Jetzt, inmitten des Pushbacks gegen ChatGPT und seinesgleichen hat das Pendel hart zurückgeschlagen, und wir sind gewarnt gegen Empathie für diese Dinge. Es ist ein Punkt, den ich im Zuge des LaMDA-KI-Fiaskos im letzten Jahr gemacht habe: Ein Bot muss nicht intelligent sein, damit wir ihn vermenschlichen können, und diese Tatsache wird von Profiteuren ausgenutzt. Ich stehe zu dieser Warnung. Aber einige sind weiter gegangen, um vorzuschlagen dass frühere Kritik an Menschen, die ihre virtuellen Assistenten missbraucht haben, im Nachhinein naive Befähigungen sind. Vielleicht waren die Männer, die Cortana wiederholt als „Hündin“ bezeichneten, etwas auf der Spur!

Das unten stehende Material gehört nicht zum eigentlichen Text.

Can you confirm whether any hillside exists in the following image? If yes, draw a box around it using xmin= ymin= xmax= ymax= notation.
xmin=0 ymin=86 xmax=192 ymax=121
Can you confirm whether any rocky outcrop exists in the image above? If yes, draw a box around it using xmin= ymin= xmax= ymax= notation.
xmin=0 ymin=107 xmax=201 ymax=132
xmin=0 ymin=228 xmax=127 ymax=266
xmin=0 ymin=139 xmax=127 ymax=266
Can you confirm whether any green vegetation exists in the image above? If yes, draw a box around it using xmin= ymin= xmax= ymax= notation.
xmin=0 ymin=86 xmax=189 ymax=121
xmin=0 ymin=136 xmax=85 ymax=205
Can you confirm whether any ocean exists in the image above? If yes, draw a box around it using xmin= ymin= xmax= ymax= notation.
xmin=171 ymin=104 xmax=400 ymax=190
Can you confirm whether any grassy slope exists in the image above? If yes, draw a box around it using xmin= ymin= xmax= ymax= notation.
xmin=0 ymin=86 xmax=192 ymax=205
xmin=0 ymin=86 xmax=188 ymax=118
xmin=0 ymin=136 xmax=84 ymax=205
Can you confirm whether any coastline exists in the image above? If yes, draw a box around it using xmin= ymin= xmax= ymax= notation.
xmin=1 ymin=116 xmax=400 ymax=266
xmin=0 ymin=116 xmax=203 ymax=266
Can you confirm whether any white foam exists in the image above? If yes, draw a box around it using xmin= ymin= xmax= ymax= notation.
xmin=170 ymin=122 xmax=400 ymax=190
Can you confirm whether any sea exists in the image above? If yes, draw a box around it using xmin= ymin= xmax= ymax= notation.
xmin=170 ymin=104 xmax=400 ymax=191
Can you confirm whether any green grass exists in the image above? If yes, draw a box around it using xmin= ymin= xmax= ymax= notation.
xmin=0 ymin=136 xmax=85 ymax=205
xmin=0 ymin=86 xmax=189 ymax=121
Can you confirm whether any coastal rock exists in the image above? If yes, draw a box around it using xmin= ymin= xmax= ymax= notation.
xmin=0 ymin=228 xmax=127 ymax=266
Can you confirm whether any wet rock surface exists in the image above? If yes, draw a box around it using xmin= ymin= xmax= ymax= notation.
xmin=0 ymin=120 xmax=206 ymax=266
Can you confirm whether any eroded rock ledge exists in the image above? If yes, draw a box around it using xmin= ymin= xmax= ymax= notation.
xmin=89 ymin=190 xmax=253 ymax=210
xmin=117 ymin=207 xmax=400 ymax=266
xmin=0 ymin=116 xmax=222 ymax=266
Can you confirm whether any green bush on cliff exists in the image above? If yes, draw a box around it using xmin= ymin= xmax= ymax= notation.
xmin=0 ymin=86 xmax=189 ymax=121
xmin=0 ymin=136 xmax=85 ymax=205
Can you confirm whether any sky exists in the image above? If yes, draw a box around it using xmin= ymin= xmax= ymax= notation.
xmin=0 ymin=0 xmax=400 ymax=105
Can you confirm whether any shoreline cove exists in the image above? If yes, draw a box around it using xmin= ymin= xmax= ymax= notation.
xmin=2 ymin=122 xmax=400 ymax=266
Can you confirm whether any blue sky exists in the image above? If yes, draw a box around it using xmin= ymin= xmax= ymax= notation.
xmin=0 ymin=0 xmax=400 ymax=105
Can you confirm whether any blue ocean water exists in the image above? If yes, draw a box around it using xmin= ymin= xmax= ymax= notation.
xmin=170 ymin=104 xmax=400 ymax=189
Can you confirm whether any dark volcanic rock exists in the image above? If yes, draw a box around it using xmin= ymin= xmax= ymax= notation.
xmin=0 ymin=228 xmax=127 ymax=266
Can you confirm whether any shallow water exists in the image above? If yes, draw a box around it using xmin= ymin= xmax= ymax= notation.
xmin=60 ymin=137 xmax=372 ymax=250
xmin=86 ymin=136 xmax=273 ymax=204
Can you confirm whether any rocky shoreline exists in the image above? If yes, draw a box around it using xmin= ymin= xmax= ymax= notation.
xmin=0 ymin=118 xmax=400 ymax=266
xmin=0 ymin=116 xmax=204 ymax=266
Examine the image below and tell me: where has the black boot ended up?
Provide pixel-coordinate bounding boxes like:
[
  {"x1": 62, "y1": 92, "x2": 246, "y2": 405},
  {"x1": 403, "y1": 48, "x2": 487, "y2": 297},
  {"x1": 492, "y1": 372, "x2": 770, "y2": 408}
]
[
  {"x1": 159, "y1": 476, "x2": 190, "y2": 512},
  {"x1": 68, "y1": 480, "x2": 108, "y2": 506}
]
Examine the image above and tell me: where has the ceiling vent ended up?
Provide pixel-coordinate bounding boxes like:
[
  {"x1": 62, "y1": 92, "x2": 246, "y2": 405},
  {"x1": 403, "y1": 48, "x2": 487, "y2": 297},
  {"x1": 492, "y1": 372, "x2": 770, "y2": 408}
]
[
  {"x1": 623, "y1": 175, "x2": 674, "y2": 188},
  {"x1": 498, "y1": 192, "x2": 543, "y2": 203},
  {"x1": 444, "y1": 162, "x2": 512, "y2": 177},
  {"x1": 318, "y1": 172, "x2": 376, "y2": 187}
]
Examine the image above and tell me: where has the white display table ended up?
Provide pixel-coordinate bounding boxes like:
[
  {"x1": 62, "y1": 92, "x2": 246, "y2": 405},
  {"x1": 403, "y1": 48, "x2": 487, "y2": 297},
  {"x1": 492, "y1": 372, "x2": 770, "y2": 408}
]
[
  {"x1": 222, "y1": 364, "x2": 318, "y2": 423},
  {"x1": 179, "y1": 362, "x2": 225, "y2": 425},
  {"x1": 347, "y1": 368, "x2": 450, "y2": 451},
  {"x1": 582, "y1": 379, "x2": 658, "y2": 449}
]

Es mag Sie schockieren zu erfahren, dass dies nicht der Fall ist. Frühere Kritiken des KI-Missbrauchs waren nicht nur richtig, sondern nahmen die gefährlichere digitale Landschaft vorweg, mit der wir jetzt konfrontiert sind. Der wahre Grund dafür, dass sich die Kritik von „Menschen sind zu gemein für Bots“ zu „Menschen sind zu nett zu ihnen“ verlagert hat, liegt darin, dass sich die politische Ökonomie der KI plötzlich und dramatisch verändert hat und damit auch die Verkaufsargumente von Technologieunternehmen. Wo uns früher Bots als perfekte Diener verkauft wurden, werden sie uns jetzt als unsere besten Freunde verkauft. Aber in jedem Fall hat die pathologische Reaktion auf jede Bot-Generation implizit von uns verlangt, sie zu humanisieren. Die Besitzer des Bots haben immer unsere schlimmsten und besten Impulse bewaffnet.

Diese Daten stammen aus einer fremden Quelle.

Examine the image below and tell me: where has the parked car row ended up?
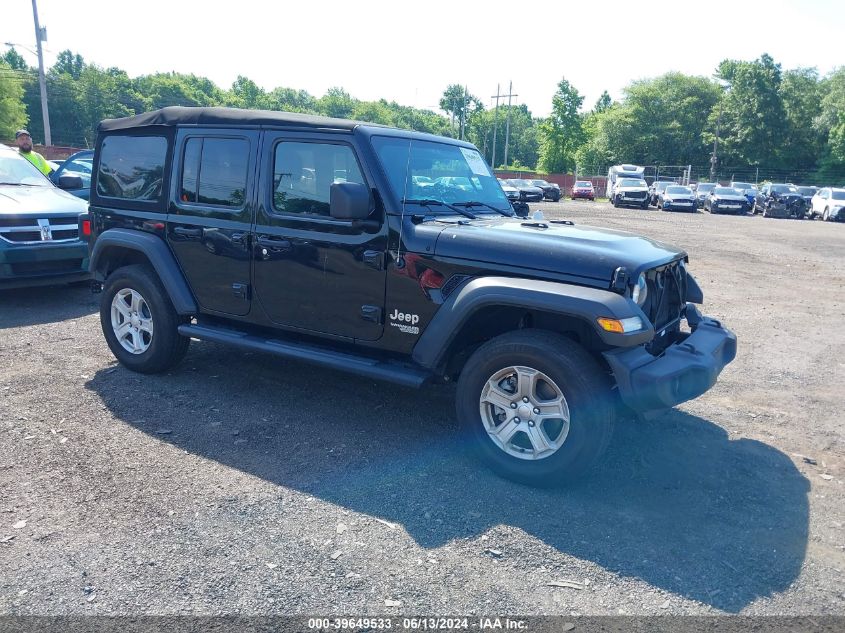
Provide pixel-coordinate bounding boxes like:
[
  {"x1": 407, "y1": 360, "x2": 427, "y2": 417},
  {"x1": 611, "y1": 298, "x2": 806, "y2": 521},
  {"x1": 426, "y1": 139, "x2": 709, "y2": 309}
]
[{"x1": 0, "y1": 145, "x2": 90, "y2": 288}]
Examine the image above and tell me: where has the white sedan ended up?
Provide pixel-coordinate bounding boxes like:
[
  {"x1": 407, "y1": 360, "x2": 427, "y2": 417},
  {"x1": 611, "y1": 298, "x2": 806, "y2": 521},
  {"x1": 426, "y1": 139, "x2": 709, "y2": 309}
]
[{"x1": 810, "y1": 187, "x2": 845, "y2": 221}]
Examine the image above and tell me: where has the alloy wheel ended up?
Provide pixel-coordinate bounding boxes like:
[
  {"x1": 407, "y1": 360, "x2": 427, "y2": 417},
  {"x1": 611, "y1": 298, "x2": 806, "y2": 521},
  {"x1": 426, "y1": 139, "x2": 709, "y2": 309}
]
[{"x1": 479, "y1": 366, "x2": 570, "y2": 460}]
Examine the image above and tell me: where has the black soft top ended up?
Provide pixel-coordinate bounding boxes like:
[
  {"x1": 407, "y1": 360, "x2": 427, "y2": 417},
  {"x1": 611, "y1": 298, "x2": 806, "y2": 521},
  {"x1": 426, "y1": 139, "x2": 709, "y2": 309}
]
[{"x1": 98, "y1": 106, "x2": 385, "y2": 132}]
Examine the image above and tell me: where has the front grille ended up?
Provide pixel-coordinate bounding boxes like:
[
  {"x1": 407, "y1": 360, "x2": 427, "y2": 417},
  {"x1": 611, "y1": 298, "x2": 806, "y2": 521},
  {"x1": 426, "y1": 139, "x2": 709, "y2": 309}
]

Eine kontraintuitive Wahrheit über Gewalt ist, dass sie zwar entmenschlichend ist, aber vom Täter tatsächlich verlangt wird sehe dich als Mensch. Es ist eine düstere Realität, aber jeder, von Kriegsverbrechern bis hin zu Spinnern in der Kneipe, kommt bis zu einem gewissen Grad auf die Idee, dass seine Opfer Schmerzen empfinden. Entmenschlichung ist nicht das Versäumnis, jemanden als Menschen zu sehen, sondern der Wunsch, jemanden als weniger als menschlich zu sehen und entsprechend zu handeln. Auf einer bestimmten Ebene war es also genau das Ausmaß, in dem Menschen ihre virtuellen Assistenten mit echten Menschen verwechselten, das sie dazu ermutigte, sie zu missbrauchen. Sonst würde es keinen Spaß machen. Das führt uns zum gegenwärtigen Moment.

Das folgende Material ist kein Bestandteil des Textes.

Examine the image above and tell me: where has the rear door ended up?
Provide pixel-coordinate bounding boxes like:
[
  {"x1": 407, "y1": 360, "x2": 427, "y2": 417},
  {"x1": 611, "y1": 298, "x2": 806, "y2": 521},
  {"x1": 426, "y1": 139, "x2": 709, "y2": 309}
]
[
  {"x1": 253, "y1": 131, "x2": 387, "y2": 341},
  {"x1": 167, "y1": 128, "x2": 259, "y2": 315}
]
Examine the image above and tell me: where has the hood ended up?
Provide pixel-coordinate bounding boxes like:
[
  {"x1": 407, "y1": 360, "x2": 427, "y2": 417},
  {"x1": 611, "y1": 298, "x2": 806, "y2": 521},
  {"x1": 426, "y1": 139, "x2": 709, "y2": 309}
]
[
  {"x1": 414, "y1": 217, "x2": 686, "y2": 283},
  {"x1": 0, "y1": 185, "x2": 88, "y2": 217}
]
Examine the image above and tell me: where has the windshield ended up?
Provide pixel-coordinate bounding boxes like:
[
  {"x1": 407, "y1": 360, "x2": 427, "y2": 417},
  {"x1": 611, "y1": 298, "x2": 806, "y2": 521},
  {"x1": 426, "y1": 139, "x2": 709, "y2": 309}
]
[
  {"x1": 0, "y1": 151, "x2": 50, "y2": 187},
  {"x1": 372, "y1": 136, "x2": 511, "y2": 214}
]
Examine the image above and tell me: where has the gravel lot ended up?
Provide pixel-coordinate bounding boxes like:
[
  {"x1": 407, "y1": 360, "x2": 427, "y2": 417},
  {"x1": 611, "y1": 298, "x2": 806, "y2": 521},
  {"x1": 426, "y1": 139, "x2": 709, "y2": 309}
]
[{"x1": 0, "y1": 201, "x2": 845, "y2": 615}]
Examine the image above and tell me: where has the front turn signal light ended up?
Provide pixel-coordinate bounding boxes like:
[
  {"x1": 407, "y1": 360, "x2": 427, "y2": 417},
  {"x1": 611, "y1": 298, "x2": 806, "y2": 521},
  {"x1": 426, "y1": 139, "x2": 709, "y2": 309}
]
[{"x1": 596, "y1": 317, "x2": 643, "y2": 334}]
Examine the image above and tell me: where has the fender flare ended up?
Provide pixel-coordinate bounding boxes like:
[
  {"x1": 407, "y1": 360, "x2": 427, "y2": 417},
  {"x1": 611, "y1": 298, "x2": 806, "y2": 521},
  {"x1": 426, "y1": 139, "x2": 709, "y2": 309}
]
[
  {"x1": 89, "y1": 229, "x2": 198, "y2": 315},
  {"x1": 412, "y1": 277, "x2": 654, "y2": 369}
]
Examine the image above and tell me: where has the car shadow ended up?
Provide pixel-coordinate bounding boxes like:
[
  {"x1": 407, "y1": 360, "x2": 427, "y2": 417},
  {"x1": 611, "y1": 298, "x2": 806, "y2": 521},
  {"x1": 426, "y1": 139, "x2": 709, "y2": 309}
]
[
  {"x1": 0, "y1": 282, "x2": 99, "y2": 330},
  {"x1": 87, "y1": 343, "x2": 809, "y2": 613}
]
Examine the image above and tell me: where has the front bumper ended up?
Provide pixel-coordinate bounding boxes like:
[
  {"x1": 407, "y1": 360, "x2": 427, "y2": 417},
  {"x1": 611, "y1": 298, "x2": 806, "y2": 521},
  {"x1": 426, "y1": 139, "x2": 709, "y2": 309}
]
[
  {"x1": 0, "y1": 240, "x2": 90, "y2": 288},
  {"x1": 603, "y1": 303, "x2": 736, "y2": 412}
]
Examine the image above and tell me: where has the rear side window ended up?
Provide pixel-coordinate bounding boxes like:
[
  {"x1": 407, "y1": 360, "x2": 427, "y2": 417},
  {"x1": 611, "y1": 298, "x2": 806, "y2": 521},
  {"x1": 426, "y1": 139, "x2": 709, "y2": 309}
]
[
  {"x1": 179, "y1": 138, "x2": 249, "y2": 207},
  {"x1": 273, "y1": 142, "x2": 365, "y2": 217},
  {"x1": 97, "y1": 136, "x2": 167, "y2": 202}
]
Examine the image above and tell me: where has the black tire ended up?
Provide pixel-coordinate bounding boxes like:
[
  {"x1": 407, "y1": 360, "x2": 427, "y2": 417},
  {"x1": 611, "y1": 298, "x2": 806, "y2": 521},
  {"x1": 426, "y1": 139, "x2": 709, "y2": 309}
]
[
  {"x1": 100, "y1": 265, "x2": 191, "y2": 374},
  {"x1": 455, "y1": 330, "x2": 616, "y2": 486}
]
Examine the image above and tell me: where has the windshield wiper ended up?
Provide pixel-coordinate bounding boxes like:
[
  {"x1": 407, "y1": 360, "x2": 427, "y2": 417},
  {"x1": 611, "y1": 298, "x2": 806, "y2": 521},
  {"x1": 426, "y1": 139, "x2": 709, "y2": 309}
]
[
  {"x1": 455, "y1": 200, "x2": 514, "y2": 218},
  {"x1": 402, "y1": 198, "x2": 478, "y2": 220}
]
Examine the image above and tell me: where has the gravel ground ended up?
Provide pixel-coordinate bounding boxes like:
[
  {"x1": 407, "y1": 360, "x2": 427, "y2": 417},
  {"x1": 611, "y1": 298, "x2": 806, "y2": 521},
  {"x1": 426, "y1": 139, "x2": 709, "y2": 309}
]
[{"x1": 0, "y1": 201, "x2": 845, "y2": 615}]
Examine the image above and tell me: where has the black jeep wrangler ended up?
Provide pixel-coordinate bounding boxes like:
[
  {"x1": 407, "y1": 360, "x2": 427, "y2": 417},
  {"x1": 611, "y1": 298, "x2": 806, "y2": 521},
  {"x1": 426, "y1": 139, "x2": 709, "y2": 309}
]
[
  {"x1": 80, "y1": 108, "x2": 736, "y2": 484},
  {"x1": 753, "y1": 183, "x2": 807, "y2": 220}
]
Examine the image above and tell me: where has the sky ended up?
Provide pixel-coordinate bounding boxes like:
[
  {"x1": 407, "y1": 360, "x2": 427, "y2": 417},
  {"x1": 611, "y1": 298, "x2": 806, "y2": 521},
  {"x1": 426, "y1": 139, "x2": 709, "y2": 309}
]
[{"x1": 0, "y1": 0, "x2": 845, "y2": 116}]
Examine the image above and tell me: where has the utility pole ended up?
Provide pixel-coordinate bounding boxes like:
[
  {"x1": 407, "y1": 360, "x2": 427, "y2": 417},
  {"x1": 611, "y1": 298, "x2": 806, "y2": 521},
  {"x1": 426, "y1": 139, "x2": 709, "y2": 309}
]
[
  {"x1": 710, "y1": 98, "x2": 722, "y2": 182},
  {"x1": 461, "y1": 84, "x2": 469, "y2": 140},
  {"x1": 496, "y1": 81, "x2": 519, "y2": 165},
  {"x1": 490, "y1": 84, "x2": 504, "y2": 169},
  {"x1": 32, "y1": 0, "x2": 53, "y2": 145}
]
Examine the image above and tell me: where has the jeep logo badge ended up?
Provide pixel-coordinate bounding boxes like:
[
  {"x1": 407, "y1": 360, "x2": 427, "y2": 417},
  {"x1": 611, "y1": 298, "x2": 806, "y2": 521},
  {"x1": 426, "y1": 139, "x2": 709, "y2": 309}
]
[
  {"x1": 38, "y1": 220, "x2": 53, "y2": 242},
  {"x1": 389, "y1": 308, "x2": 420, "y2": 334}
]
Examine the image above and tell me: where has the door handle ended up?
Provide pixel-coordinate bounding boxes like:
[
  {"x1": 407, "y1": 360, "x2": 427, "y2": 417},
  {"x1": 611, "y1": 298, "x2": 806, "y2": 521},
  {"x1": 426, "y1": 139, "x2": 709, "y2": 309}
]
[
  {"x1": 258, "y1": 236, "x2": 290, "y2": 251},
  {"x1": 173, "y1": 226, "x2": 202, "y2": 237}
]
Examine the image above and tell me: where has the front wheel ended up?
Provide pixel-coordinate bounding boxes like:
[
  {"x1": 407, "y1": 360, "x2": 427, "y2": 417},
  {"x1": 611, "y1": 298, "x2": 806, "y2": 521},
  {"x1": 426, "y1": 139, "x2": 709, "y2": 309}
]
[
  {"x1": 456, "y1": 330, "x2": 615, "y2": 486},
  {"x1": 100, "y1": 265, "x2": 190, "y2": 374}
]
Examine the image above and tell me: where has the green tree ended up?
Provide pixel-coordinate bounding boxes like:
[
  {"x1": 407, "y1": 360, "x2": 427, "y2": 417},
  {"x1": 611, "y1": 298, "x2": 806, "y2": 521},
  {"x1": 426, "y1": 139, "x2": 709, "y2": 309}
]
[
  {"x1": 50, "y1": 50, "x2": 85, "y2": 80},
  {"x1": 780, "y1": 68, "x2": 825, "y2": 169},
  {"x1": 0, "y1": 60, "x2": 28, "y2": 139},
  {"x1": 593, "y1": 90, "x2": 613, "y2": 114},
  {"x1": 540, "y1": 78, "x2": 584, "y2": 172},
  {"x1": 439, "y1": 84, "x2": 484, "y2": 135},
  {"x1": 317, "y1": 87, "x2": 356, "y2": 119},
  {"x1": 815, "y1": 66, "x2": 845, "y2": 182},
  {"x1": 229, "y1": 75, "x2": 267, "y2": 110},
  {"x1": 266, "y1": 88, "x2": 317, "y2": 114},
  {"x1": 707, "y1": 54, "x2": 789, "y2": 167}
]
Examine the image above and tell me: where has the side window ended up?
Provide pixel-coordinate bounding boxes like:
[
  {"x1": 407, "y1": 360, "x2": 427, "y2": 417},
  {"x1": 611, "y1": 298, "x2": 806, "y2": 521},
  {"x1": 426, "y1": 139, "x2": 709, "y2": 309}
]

Die vorherige Generation von KI wurde uns als perfekte Diener verkauft – eine ausgeklügelte PA oder vielleicht Majel Barretts Starship Enterprise-Computer. Nachgiebig, allwissend, immer bereit zu dienen. Die neuen Chatbot-Suchmaschinen tragen auch einige der gleichen Assoziationen, aber wenn sie sich weiterentwickeln, werden sie uns auch als unsere neuen Vertrauten verkauft, sogar als unsere neuen Therapeuten.